Who can you talk to about navigating the world better? Who can you warn someone about? Who can you promote? Who can you tell other people that you really need to read something? Thinking about your relationship to the artistic establishment as a person in the community, as a taste-maker, is more productive than thinking about your relationship to that structure as a writer because you sound crazy, no matter how right you are… you sound crazy! “People didn’t pay enough attention to my work and I’m a genius,” People don’t believe you. But they might believe you if you say it about somebody else. 

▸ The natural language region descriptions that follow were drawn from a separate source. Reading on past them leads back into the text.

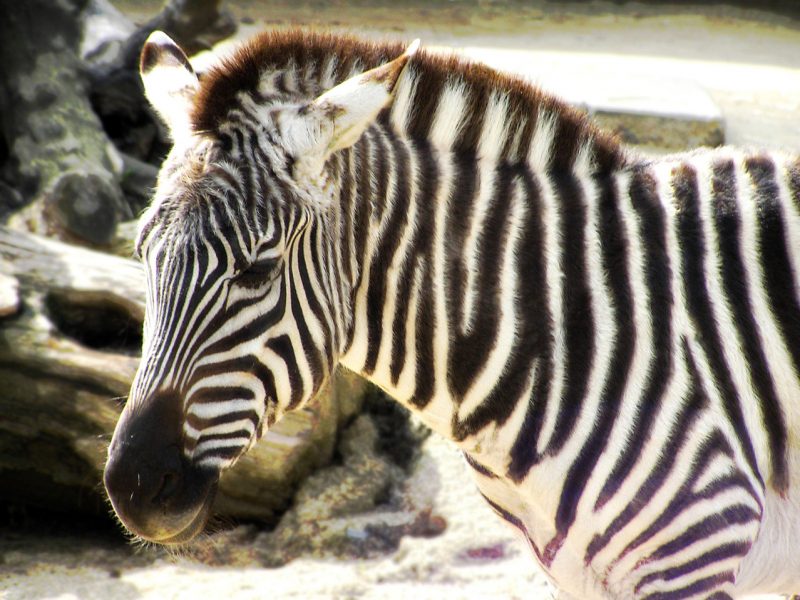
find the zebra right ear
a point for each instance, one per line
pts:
(170, 82)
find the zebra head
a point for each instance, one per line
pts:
(244, 317)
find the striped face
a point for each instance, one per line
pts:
(244, 310)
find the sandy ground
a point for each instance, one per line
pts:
(477, 556)
(751, 73)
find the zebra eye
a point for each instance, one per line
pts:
(257, 274)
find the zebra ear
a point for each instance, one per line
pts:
(349, 108)
(170, 82)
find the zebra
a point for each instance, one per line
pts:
(613, 341)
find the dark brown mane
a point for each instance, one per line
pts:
(307, 53)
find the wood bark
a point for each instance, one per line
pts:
(70, 321)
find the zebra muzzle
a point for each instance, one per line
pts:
(156, 492)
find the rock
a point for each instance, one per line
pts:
(104, 30)
(58, 151)
(10, 200)
(138, 182)
(9, 293)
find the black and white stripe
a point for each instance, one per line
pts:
(614, 342)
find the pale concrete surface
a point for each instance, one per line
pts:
(690, 66)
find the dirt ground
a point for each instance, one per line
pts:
(749, 64)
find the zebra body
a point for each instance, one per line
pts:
(610, 340)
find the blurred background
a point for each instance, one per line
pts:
(350, 498)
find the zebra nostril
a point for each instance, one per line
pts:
(169, 485)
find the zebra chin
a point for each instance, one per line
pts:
(158, 493)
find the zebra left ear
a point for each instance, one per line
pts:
(170, 82)
(345, 111)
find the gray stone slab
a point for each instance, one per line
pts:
(658, 112)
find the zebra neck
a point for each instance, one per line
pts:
(431, 244)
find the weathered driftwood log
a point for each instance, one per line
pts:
(70, 323)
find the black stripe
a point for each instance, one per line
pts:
(720, 553)
(772, 252)
(658, 275)
(614, 247)
(382, 260)
(693, 251)
(282, 346)
(693, 405)
(199, 423)
(579, 330)
(428, 186)
(536, 331)
(700, 586)
(308, 348)
(507, 391)
(468, 353)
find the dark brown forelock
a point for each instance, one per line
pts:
(275, 50)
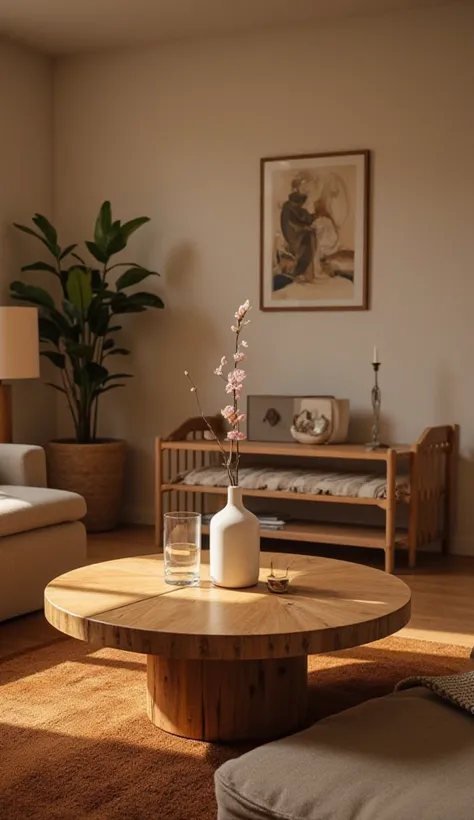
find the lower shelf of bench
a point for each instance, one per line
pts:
(344, 535)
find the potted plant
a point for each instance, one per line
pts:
(78, 327)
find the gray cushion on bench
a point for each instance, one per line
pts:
(407, 756)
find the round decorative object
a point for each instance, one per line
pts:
(308, 438)
(95, 471)
(234, 544)
(228, 664)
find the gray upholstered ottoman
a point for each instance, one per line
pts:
(407, 756)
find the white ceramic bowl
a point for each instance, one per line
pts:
(306, 438)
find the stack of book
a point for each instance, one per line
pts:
(267, 522)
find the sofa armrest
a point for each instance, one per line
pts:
(22, 465)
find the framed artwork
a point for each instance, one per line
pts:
(314, 232)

Can you name/shoutout your support system? 

Well, you met the cat! But really, this book was dedicated to my mother who passed away a few years ago, but certainly was a person who believed in me and my writing all of my life. That faith, though she is no longer here, is still with me. There are others also who have been really supportive of having a child who is an artist. Parents often have complicated relationships with [their children who are artists] but my family has been cheering for me from the beginning. 

I’ve had the same agent since graduate school, she’s really great. I think she is a person who has a clear-eye view of the industry; she didn’t necessarily promise me the moon, but she always believed in my work, even when it took a lot of patience. 

In terms of the broader community, I think that there are a lot of people who have been there for me in various ways from the very beginning. Alexis Pauline Gumbs has been one of my friends from college who has been amazingly supportive of me as a human and as a writer, all of my life, and who is also a brilliant writer whose work I’m glad to be in conversation with. 

A lot of people who are not writers and are not fiction writers were really the community that helped me get this book written. I was writing this book while my mother was dying and while I was traveling all over the place and juggling a lot of things, and so I think that the people who made me feel like they loved me if I’d never write another thing again, were a part of my support system. The people who might never read this book but fed my cats when I had to get on the plane to go see my mom in the hospital were a part of my support system for this book. My cousin, who took care of my mom when I couldn’t get on a plane, was a part of my support system for this book. There were a lot of people who helped me in many ways that had less to do with the actual writing.